Understanding The Most Common Dental Implant Restorations And How They Work

If you’re missing one tooth, a few teeth, or even all of your teeth, dental implants may be the right choice for restoring your smile and your self-confidence. Dental implants can treat much more than a single tooth, despite what you may think.

In this article, we’ll look at Winnipeg dental implants’ basics and discuss the most common dental implant restorations, which can be used to restore your smile. Let’s begin!

Dental Implant Restorations | Waterford, CT

The Dental Implant Process

A dental implant is a small rod or screw-shaped piece of titanium inserted directly into the gum line, where the root of a missing tooth used to be. Titanium has the unique ability to bond permanently with the jaw and gum tissue through “osseointegration.”

After placing an implant, it becomes permanently bonded to the surrounding tissue over 3-6 months. Then, once it has healed completely, this new artificial “root” can support a wide variety of dental restorations.

To have a dental implant placed, your gum and jaw must be relatively strong and healthy. The implant needs healthy gum and jaw tissue to create the proper bond. If your gum or jaw has been weakened by tooth loss, though, you may be able to get a bone graft or a sinus lift. These procedures strengthen your jaw and provide healthy bone, allowing a dental implant to be placed, even if you have suffered from bone loss or deterioration.

The Most Common Implant-Supported Restorations

Dental implants are typically used for three types of implant-supported restoration.

  • Implant-Supported Crowns – Implant-supported crowns are often called “dental implants.” Because this is, by far, the most common type of implant-supported restoration, it has become synonymous with that term. An implant-supported crown is an artificial tooth that has been shaped to match all of your existing teeth perfectly and mimic the functionality of your missing tooth. When properly built, a dental crown is indistinguishable from a natural tooth.
  • Implant-Supported Bridges – Traditional dental bridges use two healthy “abutment” teeth to support one or more false teeth and “bridge” the gap caused by tooth loss.
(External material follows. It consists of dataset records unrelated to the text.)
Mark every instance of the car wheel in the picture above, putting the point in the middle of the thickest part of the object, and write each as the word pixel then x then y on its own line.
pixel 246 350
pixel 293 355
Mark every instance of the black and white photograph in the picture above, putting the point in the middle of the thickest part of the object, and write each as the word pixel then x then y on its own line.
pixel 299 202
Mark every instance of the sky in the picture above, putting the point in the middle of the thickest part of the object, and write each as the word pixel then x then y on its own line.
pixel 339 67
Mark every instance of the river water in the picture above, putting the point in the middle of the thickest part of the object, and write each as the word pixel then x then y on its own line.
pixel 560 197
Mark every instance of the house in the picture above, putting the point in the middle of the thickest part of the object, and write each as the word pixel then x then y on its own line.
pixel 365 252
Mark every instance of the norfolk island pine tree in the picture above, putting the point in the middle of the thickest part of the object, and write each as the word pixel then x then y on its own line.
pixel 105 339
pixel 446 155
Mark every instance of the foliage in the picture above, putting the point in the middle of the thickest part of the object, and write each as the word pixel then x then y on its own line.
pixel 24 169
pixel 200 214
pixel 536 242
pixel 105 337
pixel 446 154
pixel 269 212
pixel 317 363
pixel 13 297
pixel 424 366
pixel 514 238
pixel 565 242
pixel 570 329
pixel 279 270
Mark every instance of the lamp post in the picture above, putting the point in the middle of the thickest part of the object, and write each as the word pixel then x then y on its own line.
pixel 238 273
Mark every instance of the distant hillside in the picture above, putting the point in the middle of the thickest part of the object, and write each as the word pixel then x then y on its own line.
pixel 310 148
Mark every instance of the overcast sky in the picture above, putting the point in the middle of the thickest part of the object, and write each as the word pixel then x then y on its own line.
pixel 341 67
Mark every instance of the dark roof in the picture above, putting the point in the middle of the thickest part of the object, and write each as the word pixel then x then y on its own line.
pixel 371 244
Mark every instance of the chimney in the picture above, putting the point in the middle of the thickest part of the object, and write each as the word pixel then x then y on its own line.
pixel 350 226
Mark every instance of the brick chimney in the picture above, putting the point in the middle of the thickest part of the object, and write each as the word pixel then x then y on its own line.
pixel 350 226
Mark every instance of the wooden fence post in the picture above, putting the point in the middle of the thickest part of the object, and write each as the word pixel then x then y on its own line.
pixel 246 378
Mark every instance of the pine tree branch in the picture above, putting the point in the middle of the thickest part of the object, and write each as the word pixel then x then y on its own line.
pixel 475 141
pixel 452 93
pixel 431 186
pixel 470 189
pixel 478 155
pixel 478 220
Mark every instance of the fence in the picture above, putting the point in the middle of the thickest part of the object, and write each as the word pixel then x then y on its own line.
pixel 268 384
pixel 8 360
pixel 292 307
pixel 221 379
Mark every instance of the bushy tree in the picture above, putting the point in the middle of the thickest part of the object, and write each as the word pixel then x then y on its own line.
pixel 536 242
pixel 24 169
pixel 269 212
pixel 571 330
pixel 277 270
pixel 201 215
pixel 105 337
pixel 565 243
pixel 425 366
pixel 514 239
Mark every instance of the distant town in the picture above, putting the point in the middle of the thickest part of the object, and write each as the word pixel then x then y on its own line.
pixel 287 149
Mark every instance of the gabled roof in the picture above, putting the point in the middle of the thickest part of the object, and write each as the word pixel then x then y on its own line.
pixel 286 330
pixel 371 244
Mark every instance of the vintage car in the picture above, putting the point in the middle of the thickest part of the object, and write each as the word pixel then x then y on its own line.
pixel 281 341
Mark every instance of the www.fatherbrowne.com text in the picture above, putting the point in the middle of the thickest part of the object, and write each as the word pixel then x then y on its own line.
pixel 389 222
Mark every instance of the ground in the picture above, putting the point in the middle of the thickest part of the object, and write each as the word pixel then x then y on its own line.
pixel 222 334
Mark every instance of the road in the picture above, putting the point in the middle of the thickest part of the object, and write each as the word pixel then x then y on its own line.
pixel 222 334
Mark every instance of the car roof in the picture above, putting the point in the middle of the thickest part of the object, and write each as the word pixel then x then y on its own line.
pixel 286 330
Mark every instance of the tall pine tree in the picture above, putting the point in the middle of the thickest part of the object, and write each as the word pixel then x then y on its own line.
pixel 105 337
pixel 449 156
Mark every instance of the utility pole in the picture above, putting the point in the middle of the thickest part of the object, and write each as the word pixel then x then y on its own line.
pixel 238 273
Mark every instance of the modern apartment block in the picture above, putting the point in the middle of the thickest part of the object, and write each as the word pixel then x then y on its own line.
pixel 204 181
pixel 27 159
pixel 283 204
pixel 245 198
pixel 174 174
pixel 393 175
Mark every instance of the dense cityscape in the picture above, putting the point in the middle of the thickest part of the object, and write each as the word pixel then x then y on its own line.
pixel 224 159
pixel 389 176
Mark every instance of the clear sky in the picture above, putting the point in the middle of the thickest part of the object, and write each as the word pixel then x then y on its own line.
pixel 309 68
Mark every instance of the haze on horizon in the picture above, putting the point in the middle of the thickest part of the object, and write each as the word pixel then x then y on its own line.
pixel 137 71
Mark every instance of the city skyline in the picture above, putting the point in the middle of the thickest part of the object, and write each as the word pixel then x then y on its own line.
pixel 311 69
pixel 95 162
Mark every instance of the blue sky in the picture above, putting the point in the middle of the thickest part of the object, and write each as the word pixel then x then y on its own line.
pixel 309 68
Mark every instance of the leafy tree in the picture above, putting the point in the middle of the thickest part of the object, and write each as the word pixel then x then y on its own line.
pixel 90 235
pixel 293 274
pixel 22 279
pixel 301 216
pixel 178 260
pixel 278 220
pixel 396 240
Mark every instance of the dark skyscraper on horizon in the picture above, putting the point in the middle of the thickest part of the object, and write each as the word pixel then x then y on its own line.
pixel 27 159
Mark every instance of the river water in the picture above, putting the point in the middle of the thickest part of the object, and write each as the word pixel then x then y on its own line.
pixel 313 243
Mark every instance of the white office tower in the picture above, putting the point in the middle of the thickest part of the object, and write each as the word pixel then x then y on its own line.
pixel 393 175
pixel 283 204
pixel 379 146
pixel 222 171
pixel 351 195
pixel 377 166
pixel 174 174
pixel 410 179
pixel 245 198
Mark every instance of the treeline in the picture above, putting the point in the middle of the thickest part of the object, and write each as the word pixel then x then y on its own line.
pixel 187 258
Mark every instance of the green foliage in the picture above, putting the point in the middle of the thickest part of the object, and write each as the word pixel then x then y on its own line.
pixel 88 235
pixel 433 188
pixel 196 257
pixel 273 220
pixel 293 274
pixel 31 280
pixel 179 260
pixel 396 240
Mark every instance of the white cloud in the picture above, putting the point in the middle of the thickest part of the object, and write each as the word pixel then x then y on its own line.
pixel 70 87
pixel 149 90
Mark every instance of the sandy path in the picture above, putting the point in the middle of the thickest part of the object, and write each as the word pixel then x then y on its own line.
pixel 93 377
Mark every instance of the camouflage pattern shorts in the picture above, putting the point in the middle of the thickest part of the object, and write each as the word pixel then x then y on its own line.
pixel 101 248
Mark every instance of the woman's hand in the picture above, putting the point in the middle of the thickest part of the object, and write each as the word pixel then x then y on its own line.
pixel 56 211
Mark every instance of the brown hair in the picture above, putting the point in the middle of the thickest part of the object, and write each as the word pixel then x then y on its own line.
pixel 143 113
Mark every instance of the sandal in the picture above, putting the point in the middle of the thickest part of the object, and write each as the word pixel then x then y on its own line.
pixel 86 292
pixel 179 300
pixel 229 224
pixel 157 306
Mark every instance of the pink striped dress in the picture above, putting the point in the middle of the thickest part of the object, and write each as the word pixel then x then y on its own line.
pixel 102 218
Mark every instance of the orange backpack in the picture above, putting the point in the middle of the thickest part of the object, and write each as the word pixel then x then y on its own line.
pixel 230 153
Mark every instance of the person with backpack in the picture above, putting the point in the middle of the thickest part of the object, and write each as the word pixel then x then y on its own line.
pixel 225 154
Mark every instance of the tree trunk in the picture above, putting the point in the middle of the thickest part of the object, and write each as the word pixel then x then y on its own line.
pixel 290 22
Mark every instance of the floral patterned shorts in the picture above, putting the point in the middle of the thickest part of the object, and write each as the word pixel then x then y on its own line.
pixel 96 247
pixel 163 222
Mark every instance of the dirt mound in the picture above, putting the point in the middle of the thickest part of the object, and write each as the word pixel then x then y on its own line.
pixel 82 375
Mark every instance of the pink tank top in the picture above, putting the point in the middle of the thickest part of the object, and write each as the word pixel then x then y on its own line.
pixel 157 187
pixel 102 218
In some cases, though, healthy abutment teeth may not be present. Two dental implants may be placed in the mouth to support a dental bridge in these cases. Usually, an implant-supported bridge can replace up to 4 teeth. Two crowns are attached permanently to the dental implants, keeping the remaining false teeth, which bridge the gap and restore your smile.
  • Implant-Supported Dentures (All-On-4) – If you are missing one arch or both arches of your teeth due to poor oral care, gum disease, or an injury that has caused significant damage to your teeth, implant-supported dentures may be the right choice for you. These dentures, often known by the brand name “All-On-4”, use 4-6 dental implants for each arch of teeth. A set of permanent dentures, usually made of porcelain and resin, are attached to these implants. Due to their design, permanent implant-supported dentures look and feel much more natural than traditional removable dentures. They offer additional support to the gum and jaw tissue, preventing it from deteriorating due to tooth loss.

Dental implants are the ideal way to restore your smile, whether you’re missing one tooth, several teeth, or a full arch.

Invest In Dental Implants For Long-Lasting Results

If you suffer from tooth loss, a dental implant-supported restoration can help you eat, speak, and smile normally. When they’re properly placed, dental implants will last for the rest of your life – so while they may cost more than dentures or dental bridges at first, they’re the best long-term investment you can make in your smile. Schedule a consultation with your dentist now and see if an implant is right for you!